3. San Francisco for Democracy is committed to grassroots involvement. Please explain how you are involving ordinary citizens in your campaign? After interviewing several professional consultants, I decided to hire my neighbor and long-time neighborhood association board colleague to manage our campaign, and I hired a former colleague from the BVHP PAC to run our field efforts. Our design work is done by a local artist; her husband does our photography. Two friends from The Fillmore and I studied the campaign finance rules carefully and I’m pleased to say that our public financing request was approved without a hitch. Only volunteers participated in our signature drive. All but one of our events have been in-district, and all of our printed materials, including buttons, banners, postcards and flyers, were produced in-district. Our campaign is intimately informed by our unique part of San Francisco.

4. San Francisco for Democracy endorses fiscally responsible and socially progressive candidates. Please give examples of why you fit these criteria? I worked for a software company that went from startup to a $2B run rate faster than any other software company in history at that time. I was an integral part of that growth. I closed deals that literally brought in the cash to meet payroll. My private sector experience and a Masters in Business Administration keep me sober about budgets and projections, and I approach planning and policy decisions with a voice of reason. But I’m not a stuffy numbers person. I built my legal practice by being the lawyer you do want to put in front of clients. My friends and colleagues come from all walks of life, all ages, all colors, all orientations. I’ve been to Burning Man, twice. I support marriage equality. I don’t believe government should legislate personal choices that don’t harm anyone else.
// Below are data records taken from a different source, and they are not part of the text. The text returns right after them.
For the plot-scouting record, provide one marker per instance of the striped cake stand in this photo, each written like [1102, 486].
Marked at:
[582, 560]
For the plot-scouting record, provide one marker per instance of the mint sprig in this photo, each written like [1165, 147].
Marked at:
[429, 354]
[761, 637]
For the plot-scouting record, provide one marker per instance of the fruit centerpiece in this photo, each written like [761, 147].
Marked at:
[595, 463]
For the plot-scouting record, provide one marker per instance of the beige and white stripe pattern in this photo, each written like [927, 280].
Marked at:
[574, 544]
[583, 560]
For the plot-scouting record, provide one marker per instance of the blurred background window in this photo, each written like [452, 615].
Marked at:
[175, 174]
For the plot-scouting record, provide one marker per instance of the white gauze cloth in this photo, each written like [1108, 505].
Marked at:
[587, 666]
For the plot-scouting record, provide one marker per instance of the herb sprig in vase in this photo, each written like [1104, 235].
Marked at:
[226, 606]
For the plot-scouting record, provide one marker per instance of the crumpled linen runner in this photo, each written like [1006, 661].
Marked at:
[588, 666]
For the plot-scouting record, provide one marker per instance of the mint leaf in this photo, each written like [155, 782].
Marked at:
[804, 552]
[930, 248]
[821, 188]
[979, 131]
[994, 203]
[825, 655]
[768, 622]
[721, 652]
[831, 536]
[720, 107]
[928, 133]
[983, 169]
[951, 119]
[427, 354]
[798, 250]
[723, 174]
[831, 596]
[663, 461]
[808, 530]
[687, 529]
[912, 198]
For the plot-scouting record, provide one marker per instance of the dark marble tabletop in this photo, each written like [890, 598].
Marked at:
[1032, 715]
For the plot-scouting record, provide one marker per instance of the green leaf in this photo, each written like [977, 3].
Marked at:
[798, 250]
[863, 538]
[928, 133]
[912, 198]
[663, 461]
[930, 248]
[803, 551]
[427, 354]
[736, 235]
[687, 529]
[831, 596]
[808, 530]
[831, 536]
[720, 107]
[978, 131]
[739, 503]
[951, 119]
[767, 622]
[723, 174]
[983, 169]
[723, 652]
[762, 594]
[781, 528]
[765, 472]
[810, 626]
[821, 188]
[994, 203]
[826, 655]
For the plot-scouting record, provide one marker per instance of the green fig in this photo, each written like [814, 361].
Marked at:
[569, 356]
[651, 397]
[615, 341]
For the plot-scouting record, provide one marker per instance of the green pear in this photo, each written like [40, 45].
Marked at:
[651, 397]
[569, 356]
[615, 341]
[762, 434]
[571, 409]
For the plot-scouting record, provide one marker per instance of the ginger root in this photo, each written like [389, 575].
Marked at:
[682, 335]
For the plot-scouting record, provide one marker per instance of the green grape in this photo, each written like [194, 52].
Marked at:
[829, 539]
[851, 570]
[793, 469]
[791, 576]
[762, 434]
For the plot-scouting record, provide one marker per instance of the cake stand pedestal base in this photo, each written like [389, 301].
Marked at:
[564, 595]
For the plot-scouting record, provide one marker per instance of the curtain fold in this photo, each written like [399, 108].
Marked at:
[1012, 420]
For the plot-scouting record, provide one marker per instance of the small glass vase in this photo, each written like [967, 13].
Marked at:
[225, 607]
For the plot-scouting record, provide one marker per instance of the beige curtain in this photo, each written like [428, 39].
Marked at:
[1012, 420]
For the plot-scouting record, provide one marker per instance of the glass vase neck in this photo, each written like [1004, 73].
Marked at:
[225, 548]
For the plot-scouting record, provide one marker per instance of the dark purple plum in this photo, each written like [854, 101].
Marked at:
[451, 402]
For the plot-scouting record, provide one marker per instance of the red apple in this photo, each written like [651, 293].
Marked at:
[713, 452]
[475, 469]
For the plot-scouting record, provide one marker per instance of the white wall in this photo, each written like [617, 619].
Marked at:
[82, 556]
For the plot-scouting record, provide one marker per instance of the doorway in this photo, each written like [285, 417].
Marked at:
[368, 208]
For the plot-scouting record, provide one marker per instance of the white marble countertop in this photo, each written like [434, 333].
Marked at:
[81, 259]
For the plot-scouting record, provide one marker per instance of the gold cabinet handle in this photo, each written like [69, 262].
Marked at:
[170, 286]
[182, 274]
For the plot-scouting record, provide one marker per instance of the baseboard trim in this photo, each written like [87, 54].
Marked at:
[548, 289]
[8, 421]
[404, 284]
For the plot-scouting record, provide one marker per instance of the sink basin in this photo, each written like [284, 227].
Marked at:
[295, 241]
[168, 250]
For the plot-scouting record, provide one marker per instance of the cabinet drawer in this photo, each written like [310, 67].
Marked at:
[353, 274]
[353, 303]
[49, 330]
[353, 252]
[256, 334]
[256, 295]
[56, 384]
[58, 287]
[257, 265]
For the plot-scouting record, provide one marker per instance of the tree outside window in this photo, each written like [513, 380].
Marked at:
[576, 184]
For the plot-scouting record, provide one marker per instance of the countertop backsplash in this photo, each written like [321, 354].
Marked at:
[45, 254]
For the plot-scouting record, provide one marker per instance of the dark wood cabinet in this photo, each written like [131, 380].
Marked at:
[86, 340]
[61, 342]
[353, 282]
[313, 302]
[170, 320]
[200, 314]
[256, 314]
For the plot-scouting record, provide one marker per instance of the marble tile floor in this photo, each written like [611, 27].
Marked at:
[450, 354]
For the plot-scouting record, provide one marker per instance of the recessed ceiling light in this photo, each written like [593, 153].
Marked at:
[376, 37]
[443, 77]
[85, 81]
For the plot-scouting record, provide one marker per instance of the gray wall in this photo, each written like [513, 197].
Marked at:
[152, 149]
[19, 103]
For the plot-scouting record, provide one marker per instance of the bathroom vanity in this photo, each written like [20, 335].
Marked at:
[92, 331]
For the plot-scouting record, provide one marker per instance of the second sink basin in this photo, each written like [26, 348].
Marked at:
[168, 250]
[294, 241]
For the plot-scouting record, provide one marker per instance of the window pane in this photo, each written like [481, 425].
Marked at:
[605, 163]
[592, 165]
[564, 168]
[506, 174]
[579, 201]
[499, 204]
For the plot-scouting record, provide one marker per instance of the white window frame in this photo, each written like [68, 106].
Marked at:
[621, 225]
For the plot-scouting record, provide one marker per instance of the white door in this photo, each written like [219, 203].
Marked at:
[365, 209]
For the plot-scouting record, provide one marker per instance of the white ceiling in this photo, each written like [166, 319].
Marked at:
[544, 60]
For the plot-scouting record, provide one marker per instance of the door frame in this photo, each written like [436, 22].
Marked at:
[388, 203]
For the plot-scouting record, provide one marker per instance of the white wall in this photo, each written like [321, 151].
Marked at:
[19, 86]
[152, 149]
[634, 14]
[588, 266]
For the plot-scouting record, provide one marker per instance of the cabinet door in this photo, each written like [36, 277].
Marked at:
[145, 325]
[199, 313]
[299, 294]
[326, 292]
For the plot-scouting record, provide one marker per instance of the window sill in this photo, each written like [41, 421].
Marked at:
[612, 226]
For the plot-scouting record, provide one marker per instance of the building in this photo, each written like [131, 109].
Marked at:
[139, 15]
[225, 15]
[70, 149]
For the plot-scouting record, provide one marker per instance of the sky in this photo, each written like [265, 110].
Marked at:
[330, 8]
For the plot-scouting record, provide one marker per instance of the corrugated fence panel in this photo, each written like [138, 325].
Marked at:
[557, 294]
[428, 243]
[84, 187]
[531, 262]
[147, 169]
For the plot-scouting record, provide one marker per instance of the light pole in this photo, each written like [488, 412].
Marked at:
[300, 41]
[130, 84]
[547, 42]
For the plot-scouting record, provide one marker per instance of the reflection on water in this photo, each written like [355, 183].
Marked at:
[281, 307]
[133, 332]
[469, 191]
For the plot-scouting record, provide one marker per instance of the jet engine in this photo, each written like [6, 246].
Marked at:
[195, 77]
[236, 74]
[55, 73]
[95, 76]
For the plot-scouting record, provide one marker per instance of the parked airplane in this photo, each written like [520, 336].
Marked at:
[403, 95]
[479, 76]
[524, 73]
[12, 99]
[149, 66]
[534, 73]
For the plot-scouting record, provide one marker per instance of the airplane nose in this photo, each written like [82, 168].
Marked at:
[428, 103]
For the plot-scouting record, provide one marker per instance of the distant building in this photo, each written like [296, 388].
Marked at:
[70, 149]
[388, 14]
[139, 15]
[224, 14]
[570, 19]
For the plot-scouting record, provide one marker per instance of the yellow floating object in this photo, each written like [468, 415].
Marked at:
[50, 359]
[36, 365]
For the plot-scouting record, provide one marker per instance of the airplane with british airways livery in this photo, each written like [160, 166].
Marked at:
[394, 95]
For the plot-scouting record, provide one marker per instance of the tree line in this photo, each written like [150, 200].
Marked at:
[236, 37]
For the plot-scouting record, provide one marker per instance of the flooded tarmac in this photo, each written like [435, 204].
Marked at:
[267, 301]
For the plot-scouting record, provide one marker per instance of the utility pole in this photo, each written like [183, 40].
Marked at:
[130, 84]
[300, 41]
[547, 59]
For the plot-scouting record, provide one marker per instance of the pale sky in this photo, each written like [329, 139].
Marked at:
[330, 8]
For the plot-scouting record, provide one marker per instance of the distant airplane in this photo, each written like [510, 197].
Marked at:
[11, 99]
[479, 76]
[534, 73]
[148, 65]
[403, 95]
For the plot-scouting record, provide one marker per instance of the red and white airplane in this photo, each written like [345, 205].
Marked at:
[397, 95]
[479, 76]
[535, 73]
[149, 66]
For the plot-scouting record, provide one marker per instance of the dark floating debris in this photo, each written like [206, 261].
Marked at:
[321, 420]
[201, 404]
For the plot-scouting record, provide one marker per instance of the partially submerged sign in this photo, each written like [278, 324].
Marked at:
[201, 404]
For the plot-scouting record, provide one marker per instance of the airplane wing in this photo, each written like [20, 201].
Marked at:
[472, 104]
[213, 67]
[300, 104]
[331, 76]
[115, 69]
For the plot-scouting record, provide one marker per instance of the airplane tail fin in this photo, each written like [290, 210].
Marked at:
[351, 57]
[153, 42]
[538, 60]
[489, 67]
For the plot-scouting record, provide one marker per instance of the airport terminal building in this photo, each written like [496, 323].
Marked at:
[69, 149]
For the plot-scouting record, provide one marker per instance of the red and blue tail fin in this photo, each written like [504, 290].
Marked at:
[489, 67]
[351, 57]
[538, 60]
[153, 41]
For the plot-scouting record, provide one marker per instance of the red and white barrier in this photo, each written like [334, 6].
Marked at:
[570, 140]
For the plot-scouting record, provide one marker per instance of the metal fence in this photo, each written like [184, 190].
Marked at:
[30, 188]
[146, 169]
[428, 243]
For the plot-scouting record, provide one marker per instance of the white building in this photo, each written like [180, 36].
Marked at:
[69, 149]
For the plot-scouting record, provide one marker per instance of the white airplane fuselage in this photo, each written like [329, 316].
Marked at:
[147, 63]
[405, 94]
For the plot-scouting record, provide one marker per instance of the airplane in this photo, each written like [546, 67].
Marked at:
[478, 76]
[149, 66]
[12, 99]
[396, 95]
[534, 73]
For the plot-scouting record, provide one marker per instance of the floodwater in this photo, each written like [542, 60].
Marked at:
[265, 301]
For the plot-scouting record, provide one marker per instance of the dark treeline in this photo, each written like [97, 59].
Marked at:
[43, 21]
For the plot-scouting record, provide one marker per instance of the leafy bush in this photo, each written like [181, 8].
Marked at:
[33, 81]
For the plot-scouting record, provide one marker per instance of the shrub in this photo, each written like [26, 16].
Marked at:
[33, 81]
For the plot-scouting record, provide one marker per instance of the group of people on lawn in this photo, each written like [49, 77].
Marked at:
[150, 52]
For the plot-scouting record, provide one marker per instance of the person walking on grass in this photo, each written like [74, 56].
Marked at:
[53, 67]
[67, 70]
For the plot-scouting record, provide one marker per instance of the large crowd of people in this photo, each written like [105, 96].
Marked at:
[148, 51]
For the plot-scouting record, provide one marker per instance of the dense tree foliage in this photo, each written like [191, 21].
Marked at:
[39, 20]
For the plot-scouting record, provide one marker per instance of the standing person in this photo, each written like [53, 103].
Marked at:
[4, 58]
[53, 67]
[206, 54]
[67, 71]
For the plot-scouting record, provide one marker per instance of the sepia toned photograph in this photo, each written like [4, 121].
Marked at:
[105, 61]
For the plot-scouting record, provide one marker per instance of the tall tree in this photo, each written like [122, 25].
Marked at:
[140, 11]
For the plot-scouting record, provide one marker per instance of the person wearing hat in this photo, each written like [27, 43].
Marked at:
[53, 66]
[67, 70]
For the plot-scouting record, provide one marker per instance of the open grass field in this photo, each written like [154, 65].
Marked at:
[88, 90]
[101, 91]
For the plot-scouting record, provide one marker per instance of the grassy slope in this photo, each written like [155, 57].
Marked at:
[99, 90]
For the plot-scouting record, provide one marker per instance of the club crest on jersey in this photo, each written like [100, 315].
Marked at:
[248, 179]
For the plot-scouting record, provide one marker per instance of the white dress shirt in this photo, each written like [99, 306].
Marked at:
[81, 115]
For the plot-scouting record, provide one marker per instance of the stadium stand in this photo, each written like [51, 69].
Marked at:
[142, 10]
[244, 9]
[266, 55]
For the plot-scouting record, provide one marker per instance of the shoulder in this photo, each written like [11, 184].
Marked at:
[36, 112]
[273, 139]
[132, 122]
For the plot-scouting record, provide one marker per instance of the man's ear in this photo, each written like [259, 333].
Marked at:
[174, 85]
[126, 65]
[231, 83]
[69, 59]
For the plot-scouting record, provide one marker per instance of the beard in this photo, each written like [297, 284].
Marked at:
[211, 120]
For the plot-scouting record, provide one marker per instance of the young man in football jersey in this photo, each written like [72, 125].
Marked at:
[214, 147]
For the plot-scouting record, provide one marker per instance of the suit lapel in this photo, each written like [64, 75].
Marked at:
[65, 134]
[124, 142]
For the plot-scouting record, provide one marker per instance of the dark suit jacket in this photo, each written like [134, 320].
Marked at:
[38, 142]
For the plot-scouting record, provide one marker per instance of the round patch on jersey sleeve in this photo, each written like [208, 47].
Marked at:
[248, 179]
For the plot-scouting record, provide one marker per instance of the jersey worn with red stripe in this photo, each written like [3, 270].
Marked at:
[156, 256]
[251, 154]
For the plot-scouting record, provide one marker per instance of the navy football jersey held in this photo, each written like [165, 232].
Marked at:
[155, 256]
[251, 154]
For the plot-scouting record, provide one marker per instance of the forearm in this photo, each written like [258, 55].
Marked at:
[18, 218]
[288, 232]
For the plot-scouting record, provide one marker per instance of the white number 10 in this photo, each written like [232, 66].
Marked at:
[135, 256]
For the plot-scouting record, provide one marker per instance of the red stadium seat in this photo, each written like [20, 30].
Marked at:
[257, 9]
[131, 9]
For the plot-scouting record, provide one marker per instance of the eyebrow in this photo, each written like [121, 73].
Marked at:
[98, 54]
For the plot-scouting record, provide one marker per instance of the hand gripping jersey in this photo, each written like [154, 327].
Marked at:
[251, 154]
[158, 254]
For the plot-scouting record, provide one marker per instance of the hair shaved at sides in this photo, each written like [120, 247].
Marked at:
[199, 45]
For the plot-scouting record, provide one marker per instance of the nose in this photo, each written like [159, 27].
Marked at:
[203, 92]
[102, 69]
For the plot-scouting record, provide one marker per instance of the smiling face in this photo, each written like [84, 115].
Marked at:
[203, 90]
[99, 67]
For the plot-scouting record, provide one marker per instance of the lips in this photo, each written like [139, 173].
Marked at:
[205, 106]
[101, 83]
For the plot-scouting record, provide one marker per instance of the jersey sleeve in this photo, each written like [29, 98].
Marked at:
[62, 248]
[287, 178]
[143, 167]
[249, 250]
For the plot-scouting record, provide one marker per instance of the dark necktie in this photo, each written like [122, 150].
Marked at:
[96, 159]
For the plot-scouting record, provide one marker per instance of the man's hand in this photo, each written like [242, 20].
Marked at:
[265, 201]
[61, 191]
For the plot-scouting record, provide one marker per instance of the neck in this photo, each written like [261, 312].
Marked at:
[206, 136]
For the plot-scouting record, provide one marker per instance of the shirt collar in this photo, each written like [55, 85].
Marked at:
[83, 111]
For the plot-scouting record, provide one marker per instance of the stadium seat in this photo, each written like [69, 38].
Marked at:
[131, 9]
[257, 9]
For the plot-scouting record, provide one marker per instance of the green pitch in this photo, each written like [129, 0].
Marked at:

5. What public safety strategies currently being implemented by the San Francisco Police department do you agree, or disagree with? What will be your agenda regarding public safety, if elected supervisor? I was pleased to see an increase in foot patrols and will fight for the funding to keep them. The Sergeant Liaison program implemented several years ago was tremendously effective in my neighborhood and I would like to see that strengthened. In District 10 specifically, we should find more ways for residents and officers to interact, especially given the amount of new officers in the force who are still learning the nuances of the district and which players can or can’t be trusted. Systemically, we need to invest in our children, which is acknowledged by a large and growing number of law enforcement officers to be the most effective and lasting approach to preventing crime – see

6. What do you believe is the correct percentage of units to be set aside for affordable housing, when property is redeveloped? Please explain why you believe that percentage is correct? I believe 15% is adequate. However, I believe strongly that we should not allow inclusionary requirements to be satisfied offsite. Academic research supports what we in District 10 know to be true: locating all of the affordable housing in one neighborhood simply creates a poverty trap, and leads to faster displacement than would occur by doing nothing. What low income communities need most is income. I would spend only the state-required portion of Redevelopment dollars on housing, and the largest amount possible on economic development and infrastructure. District 10, and Bayview/Vis Valley in particular, has plenty of housing that is affordable by Citywide standards – let’s make those parts of town more attractive to live in,

7. Public transportation is dysfunctional in the City and County of San Francisco. Do you agree with that statement? If not, why? If so, what is your analysis of why it is dysfunctional? What will you do to make public transportation functional if elected? We have a unique challenge in San Francisco: the cost of tunneling through bedrock makes it nearly impossible to create an underground transportation network. Yet we have a unique opportunity: water transit. With all the undeveloped waterfront in the City, District 10 can make a substantial contribution to alleviating congestion on San Francisco streets. I look forward to working with Lennar, the Port, and the Blue-Greenway team to make this exciting vision a reality.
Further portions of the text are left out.